How can I reshape the matrix so that the columns are stacked in rows like:
X,Y,Correlation
A,B,0.5,
A,C,0.2,
...
B,C,0.4,
...
Remind that A,A
s are excluded, and A,B
B,A
are treated as duplicates so that one are excluded.
Is there an easy way to implement this?
Upvotes: 3
Views: 2865
Reputation:
The functions that you need are:
lower.tri {base} : This will allow you to take the correlation matrix and set the upper/lower triangle to NAs as well as exclude the diagonal. This will take care of the duplicate corr values i.e.,only one of these will be retained. cor(A,C)=cor(C,A)
melt{reshape2}: This will take the lower/upper triangle and melt it into a table with only three columns. The 3rd column will have the correlation between variable in col1 & col2.

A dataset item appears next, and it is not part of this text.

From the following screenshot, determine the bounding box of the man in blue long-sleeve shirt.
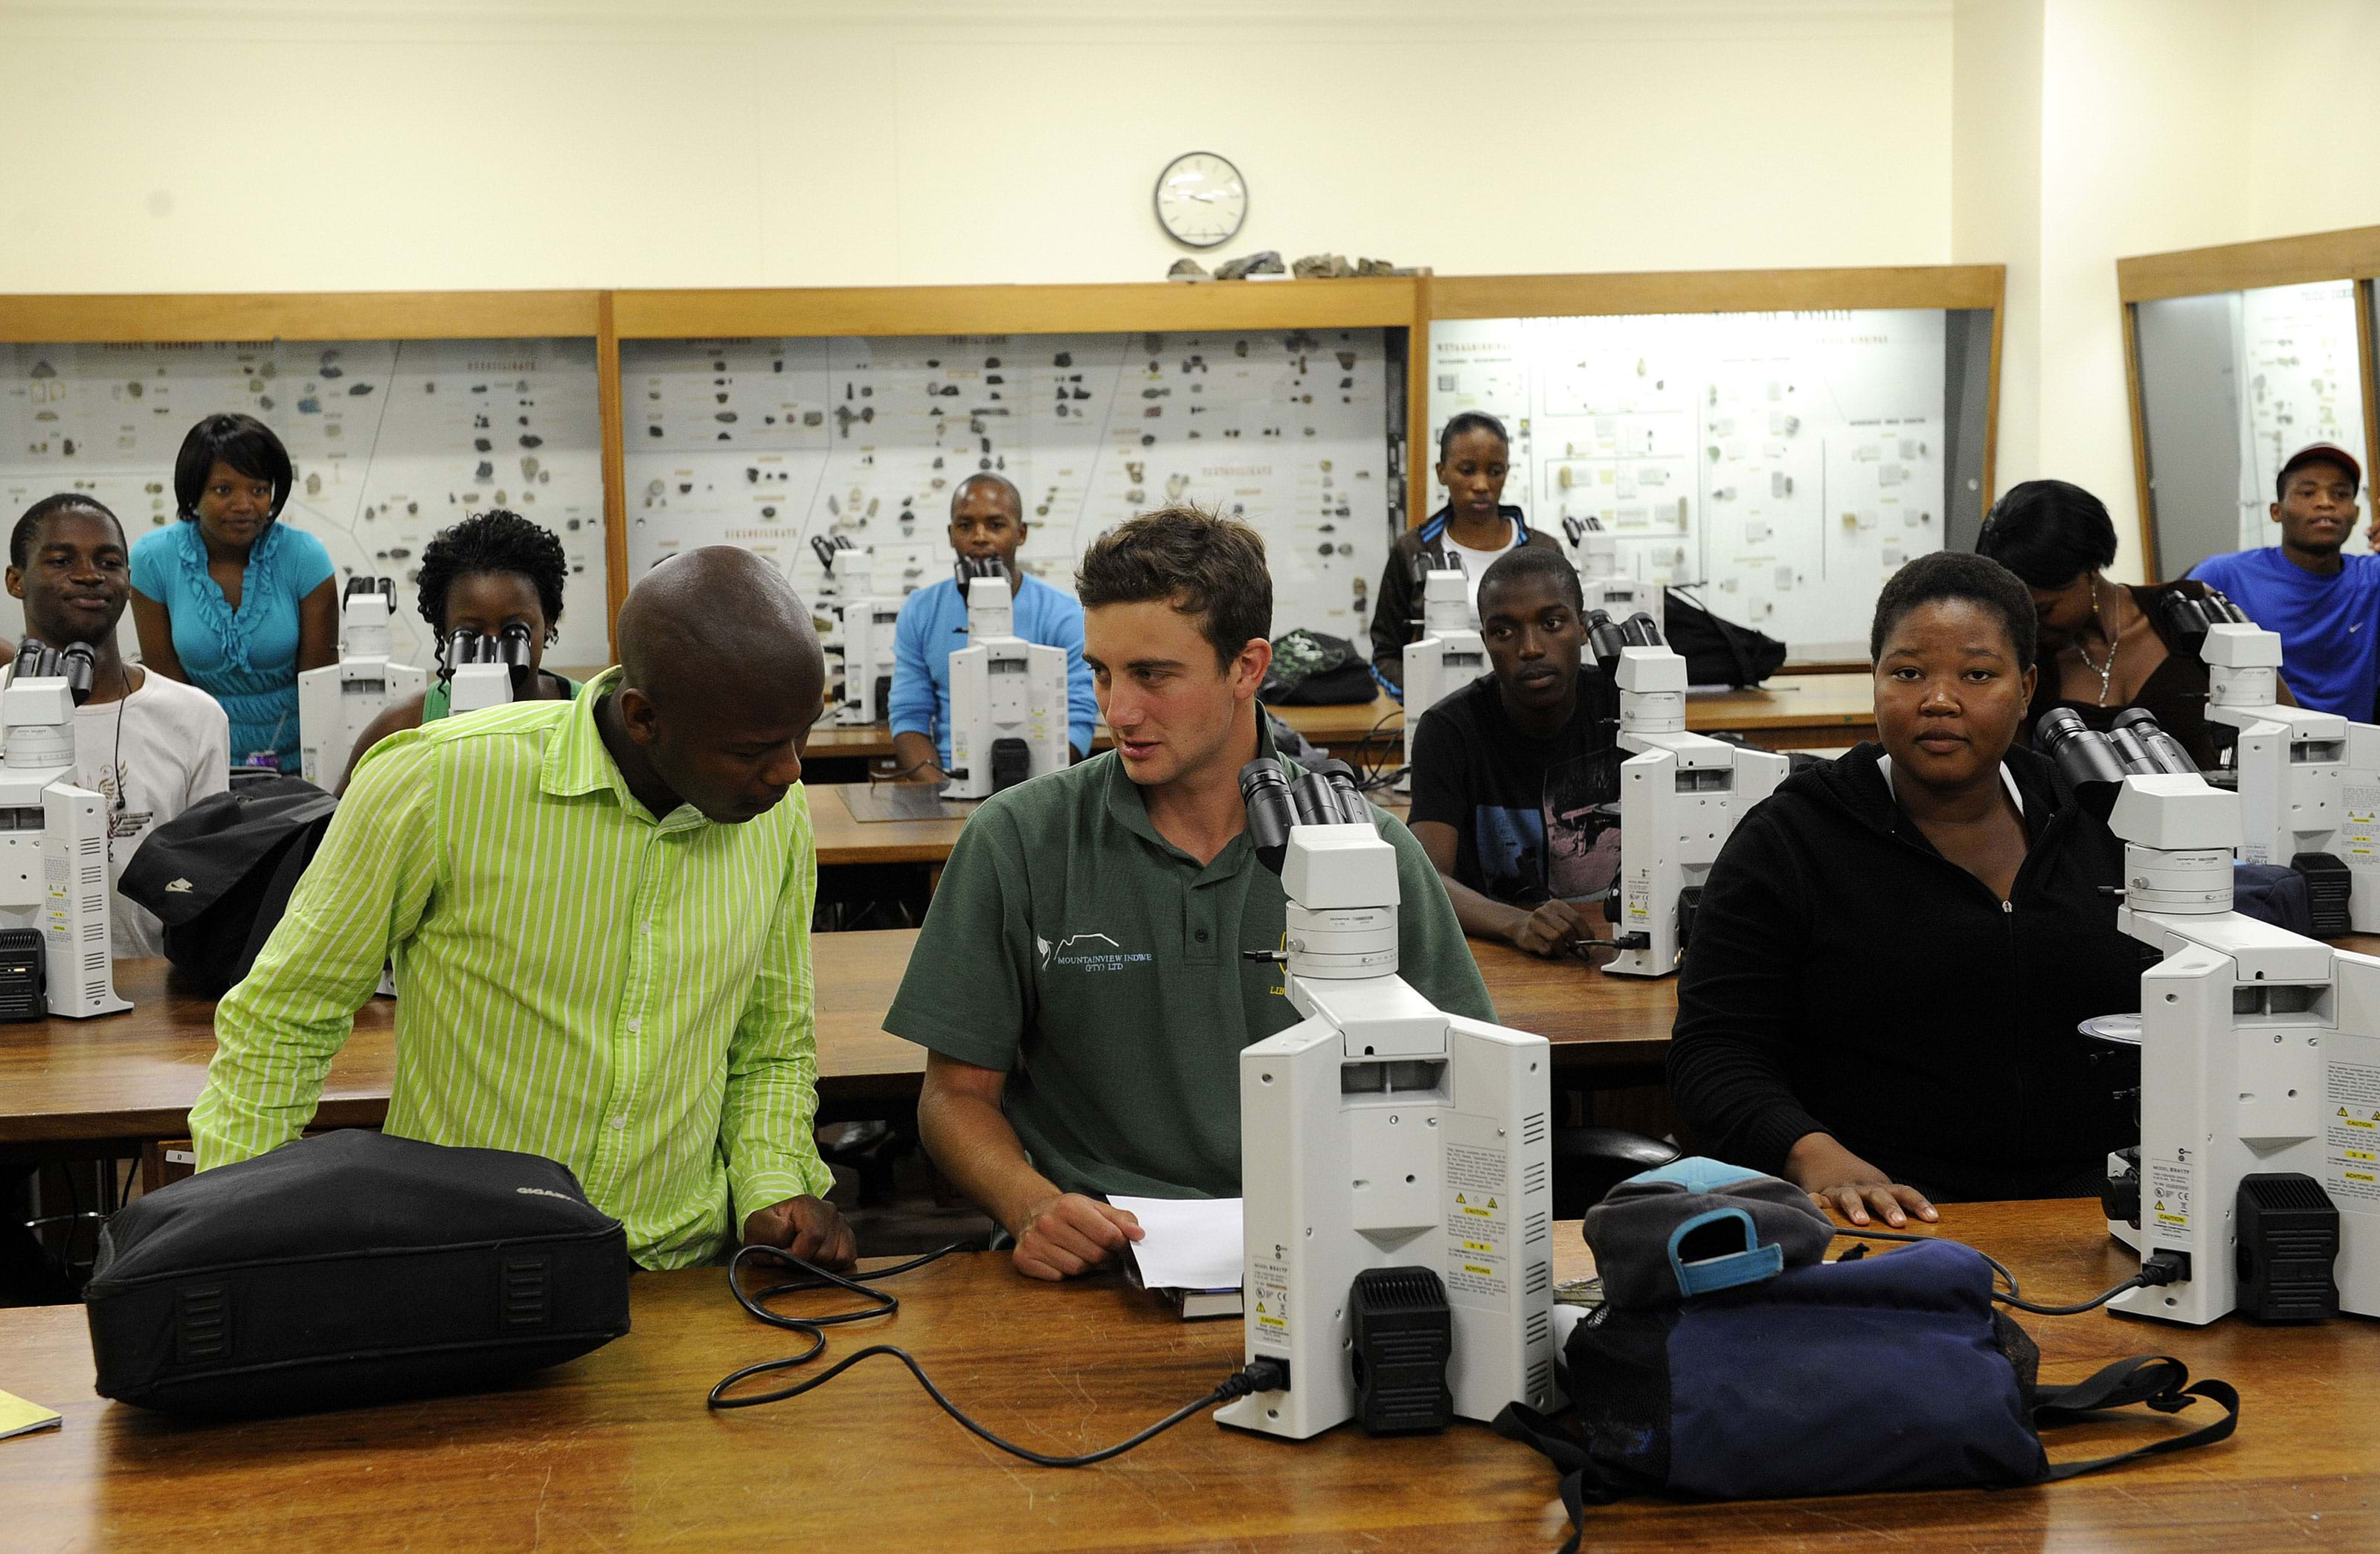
[888,474,1097,781]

is.na{Matrix}: Use this to remove rows where the 3rd column is NA
.
Update: @KunRen has suggesed na.omit{base}
as a better alternative to is.na
which I agree with.
A sample solution would be like the following:
system.time(correlations<-cor(mydata,use="pairwise.complete.obs"))#get correlation matrix
upperTriangle<-upper.tri(correlations, diag=F) #turn into a upper triangle
correlations.upperTriangle<-correlations #take a copy of the original cor-mat
correlations.upperTriangle[!upperTriangle]<-NA#set everything not in upper triangle o NA
correlations_melted<-na.omit(melt(correlations.upperTriangle, value.name ="correlationCoef")) #use melt to reshape the matrix into triplets, na.omit to get rid of the NA rows
colnames(correlations_melted)<-c("X1", "X2", "correlation")
Upvotes: 7